1. **① Type theory** — one concept you meet in the chapter（and where『しくみ』covers it）.
2. **② In Ruby / RBS** — how it looks in Ruby, or *how it fails to show up*.
3. **③ Rigor's implementation problem** — why the naive implementation breaks against Ruby's
   reality, and how it was reconciled.

**"Understanding Rigor" means watching the trouble in ③ arise *necessarily* from ② (Ruby's
reality), and settle *gently* under the concept in ①.** The hard material (the formalization of
bidirectional typing, variance, recursive types, real type inference…) all goes to the
Seasoned volume, **The Seasoned chibirigor.** The Little volume concentrates on building a
*working* minimal version, and finishing it with satisfaction.

### What we stack across these nine chapters (the whole picture)

Each chapter builds on the one before. What grows in a chapter is just "one hard thing":

| Ch. | What we add | Keywords |
|---|---|---|
| 1 | Represent types as data; find types from expressions | `Const` · `type_of` · `check` · `annotate` |
| 2 | Type method sends | dispatch table · unknown is `Dynamic` |
| 3 | Handle variables and statements | immutable `Scope` · threading statements |
| 4 | Types branch (Union) | `Union` |
| 5 | Narrow types by case | narrowing · two laws |
| 6 | Give hashes and arrays types | `HashShape` · `Tuple` |
| 7 | Judge "does it fit" with three values | `accepts` · `:yes` / `:no` / `:maybe` |
| 8 | Pull types from RBS; infer and show return types | `Rbs.load` · synthesizing a `def`'s sig |
| 9 | Close with the philosophy of gradual typing | `untyped` propagation · baseline |

By the time you reach Part 9, you're left with a type checker where `check` and `annotate` both
work, end to end.

> **Tip**
>
> **The『しくみ』 / TAPL correspondence table** is gathered in appendix
> [a4](/chibirigor/appendix/a4-bibliography/) (optional).
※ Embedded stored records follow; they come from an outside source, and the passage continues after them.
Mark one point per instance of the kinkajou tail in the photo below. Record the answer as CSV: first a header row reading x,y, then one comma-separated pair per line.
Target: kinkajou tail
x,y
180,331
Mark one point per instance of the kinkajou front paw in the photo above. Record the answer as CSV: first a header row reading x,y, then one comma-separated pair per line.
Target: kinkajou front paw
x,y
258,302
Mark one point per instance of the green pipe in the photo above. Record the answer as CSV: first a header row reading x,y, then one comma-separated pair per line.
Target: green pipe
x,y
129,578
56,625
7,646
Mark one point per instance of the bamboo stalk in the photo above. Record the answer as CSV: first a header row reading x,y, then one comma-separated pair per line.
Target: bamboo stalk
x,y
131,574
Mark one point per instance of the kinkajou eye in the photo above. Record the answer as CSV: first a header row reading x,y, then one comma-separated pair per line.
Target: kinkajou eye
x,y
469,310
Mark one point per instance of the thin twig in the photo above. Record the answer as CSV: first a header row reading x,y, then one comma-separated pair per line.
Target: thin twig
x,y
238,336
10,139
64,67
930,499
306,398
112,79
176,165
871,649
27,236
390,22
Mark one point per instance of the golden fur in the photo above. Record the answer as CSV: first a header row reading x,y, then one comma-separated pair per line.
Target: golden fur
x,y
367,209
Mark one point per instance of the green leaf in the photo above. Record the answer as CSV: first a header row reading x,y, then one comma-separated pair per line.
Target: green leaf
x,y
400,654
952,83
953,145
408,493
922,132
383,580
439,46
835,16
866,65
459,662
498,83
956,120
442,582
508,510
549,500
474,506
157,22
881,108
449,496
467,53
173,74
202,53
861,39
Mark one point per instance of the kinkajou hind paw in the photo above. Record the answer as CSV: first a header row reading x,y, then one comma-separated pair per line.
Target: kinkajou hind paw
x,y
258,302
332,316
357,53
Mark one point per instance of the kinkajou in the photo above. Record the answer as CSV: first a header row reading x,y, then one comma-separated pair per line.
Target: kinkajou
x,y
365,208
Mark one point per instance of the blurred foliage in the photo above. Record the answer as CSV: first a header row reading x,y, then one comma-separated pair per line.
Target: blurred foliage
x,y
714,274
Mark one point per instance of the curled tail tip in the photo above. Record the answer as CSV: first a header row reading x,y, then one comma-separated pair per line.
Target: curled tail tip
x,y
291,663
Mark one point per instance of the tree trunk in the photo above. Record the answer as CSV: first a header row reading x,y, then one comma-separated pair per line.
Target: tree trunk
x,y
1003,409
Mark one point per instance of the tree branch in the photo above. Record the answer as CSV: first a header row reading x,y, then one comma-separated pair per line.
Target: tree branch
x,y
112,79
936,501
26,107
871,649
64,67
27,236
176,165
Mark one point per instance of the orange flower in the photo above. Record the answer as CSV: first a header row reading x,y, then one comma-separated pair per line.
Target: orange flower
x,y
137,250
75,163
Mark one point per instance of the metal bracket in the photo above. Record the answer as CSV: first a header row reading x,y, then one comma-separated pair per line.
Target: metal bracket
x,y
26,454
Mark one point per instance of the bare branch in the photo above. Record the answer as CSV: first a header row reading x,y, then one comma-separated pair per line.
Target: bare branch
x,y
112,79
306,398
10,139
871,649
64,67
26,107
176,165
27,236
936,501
Each chapter also carries the matching
> reference passage at its head, but when you want the whole map at a glance, consult appendix
> [a4](/chibirigor/appendix/a4-bibliography/). The areas『しくみ』didn't cover directly (union types,
> three-valued logic, gradual typing, flow-sensitive scope) are precisely where chibirigor
> "pushes past" it.

---

## 0.5 Setup

Anything with Ruby 3.4+ (Prism bundled) will run it. No test framework, either.

```console
$ ruby exe/chibirigor check  path/to/file.rb     # type diagnostics
$ ruby exe/chibirigor annotate path/to/file.rb   # show inferred types
```

> **Tip**
>
> **On checking the exercise answers.** Each chapter ends with exercises. The "verify with
> `annotate` / `check`" kind you can check on the spot by running the commands above. Each
> chapter's "**this chapter's implementation (and answer key for the exercises)**" link
> (`impls/dist/partN`) is *the reference implementation up to that chapter*, so you can line up
> your own hand-typed version against its behavior.
>
> The "explain / state your approach" kind has no single fixed answer; the grounds are in that
> chapter's prose (the point is to put it into words by hand).

Let's start by `parse`-ing and peeking at the syntax tree (the AST). Once you can see what kind
of tree Prism turns a program into, you're ready for `type_of` to walk that tree and build up a
type.

**Next chapter (Part 1):** we write the first `type_of`. A type checker of just a few dozen
lines — literals and arithmetic only — already starts doing the job of "giving things types."

---

> **Important**
>
> **Where this chapter sits.** Part 0 introduces concepts, so it has no corresponding
> implementation file (`lib/` code begins in Part 1). The two things promised here — "build on
> a foundation of inference (but don't work arguments backward)" and "don't reject / don't
> frighten" — become the bedrock of every design decision that follows.